You're right - R6RS defines input/output port.  IMO That is a bug in
R6RS.  Consider the port-position function.  It represents "the position
at which the next byte would be read from or written to the port".
For an input/output port there are two positions - because there are
actually two separate ports.  Trying to mush them into into object
that "inherits" both sets of properties is bad design.  It's like
creating a data type that has the properties of both integers and lists.

I'm not talking ideal/clean design here.  The Java Socket class has
two separate methods: getInputStream and getOutputStream.
I'm not sure how Kawa implements ports but if you have Scheme ports
class/interface then can't it be like this?

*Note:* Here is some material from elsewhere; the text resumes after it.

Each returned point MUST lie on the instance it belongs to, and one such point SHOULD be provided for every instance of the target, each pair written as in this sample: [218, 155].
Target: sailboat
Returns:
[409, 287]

// InputOutputPort interface
package org.scheme;

// InputPort and OutputPort define read and write methods
public interface InputOutputPort extends InputPort, OutputPort {


One could so that, but that means causes compatibility problems with
the Java I/O classes.  InputStream/OutputStream/Reader/Writer are
all classes, not interfaces, so you can't multiply inherit them.

Obviously it is possible to implement InputOutputPort in Java,
as you show.  (I had to make some contortions to deal with binary
ports.)However, the concept is inherently bogus, so it would be
a mistake to do so.

If you want an object that bundles both an input port and an
output port, then use the socket directly.  That is what
C# does - it doesn't even let you (directly) get the two
streams, but you call Send/Receive directly on the Socket.